It is easy to mark the defects of so-called brethren. The materials for an indictment are to hand. There has been a great deal of pretension, and a great deal to demonstrate the folly and evil of the pretension. Wherever there has been an attempt to set up something, to claim something, or to be something, the Lord has blown upon it. I do not believe in “brethren” as a company at all, or as such figuring as witnesses to the “unity of the body” (which is not a scriptural expression), or to anything else. I believe, however, in “faithful men,” devoted and unworldly, some of whom have passed away, who have been in their day great gifts to the church at large, however little the church in general would listen to them. They have given their testimony, and many have thanked God for the light and example they have rendered.

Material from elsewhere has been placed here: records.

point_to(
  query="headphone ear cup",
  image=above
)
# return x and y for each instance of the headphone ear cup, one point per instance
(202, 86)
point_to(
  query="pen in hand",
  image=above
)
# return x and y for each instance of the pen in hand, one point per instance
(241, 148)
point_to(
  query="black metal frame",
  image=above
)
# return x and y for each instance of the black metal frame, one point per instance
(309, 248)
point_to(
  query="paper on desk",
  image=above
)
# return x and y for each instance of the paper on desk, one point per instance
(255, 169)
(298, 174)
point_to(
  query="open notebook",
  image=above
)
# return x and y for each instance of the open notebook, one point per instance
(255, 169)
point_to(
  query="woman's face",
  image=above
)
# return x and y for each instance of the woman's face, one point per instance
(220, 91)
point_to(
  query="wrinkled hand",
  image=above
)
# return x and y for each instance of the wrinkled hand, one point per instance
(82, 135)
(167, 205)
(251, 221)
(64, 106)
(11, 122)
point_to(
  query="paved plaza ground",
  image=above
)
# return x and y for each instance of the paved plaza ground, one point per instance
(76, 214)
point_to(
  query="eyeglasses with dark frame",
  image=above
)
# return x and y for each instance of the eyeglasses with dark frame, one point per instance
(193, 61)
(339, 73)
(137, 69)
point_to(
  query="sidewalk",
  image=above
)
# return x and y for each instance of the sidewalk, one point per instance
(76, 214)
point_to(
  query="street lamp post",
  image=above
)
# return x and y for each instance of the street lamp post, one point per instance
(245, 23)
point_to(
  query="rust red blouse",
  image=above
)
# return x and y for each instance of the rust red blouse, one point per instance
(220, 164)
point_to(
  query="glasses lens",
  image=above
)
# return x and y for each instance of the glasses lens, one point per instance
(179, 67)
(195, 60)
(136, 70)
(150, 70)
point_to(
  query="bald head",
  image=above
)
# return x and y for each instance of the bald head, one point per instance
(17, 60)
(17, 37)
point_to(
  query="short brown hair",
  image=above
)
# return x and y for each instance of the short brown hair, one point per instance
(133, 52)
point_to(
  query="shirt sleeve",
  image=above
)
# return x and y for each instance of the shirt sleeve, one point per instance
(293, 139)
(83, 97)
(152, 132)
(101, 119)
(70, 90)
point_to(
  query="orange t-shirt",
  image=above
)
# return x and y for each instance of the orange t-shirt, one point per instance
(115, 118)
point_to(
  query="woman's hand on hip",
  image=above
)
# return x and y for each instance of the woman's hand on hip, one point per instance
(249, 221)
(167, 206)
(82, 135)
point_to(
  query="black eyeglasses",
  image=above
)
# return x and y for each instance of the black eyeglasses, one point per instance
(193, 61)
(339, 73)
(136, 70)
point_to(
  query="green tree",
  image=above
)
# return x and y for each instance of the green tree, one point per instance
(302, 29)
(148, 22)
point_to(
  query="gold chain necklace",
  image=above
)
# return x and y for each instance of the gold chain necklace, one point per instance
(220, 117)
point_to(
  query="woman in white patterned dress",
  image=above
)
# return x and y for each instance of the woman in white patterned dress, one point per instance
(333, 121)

Conflicts have arisen from time to time among such as have been affected by it, and who have sought to walk on scriptural lines. The principle of 2 Timothy 2 is one not only warranting the first step in purging oneself, but other steps should they be necessitated. The maintenance of what is due to the Lord will never be taken up by a crowd in a day of general corruption. It isolated no less a man than Paul, from whom, because of the testimony of the Lord, all in Asia turned away. The path indicated in 2 Timothy 2 is, as I have said, a very individual one, and if followed by comparatively few, it will not lead to their setting up to be the church. They would be glad to be let alone and to remain obscure. The day of the Lord’s approval of any faithful servants is at hand. They can afford to wait, conscious of His support meanwhile. “Brethren” as a public christian body I do not believe in, and have never done so, and the divisions that have taken place have made them the scorn of Christendom wherever such a character has been assumed. At the same time I have no doubt that all along faithful men have sought to please the Lord, and to learn, amid conflicts inevitable in such conditions as we are in, what He has had to say.
The cloud was commonly in movement in the wilderness to guide the whole of Israel, and though the tent of the testimony was unchanged, ever speaking of God’s purpose in Christ for the world to come, its location and situation did change. The Spirit now answers to the cloud, and where He is there is certain to be the movement of vitality, but it will occasion exercise, the pulling up of tents, and the marching after the ark. It is the Lord’s way with us, and so long as we are in this world there will be conflict.